ORDER
S. Kalyanam Member
1. This appeal is directed against the order of the Collector of Customs & Central Excise (Appeals), Madras, dated 10.5.88 rejecting the appellants’ claim for refund under Section 13 of the Customs Act, 1962, the “Act” for short.
2. The appellants herein imported four cases of spare parts for earthmoving equipment in or about 13th January, 1986 and the goods were cleared by the customs authorities for bonding from the Port Trust on 29.3.86. The goods were bonded at the appellants’ bonded store room at Tiruvallur, which is in the factory premises of the appellants, and were cleared by the appellants on 13.5.86. The appellants subsequently on 19.5.86 detected pilferage of most of the goods is one case and further found that the bottom plank of the package had been removed and the goods had been removed and then the package was re-packed. The appellants had a survey conducted in regard to this by Madras Insurance Surveyors, who also by their report dated 12.6.86 opined that the shortage could have been caused due to pilferage while the goods were lying at the Port Trust premises pending clearance.

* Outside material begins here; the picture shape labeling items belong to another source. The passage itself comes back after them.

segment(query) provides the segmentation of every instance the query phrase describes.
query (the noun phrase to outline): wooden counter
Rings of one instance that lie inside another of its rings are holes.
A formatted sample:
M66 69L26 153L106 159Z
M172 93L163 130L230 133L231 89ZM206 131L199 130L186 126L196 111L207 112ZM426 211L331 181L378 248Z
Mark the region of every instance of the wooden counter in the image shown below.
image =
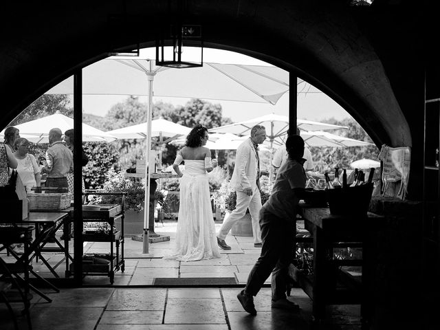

3. Shri Chidambaram, the learned Consultant for the appellants, contended that Section 13 of the Act envisages pilferage of goods after the un-loading thereof and before the proper officer has made an order for clearance for home consumption and laid emphasis that the time at which the pilferage takes place would be of relevance in considering the scope of Section 13 of the Act and not when it is actually reported or noticed. The learned Consultant submitted that the appellants’ factory has a very tight security and, therefore, the pilferage, as evidenced by the Survey Report of the Insurance company, could have taken place when the goods were in the port area. The learned Consultant also placed reliance on the ratio of the ruling of the CEGAT in the case of B.R.T. Ltd. v. Collector of Customs, , and another ruling of the CEGAT in the case of Collector of Customs & Central Excise, Ahmedabad v. Sharma Metal Rolling Mills, Bhavnagar, reported in 1989 (20) ECR 343 (Cegat WRB).
4. Shri Vedantham, the learned DR for the Department, urged that there is no evidence to show that the pilferage took place when the goods were in the port area and before an order for clearance was given by the customs authorities. The learned DR also referred to the fact that the appellants did not immediately complain either to the Port Trust authorities or to the Police about the pilferage.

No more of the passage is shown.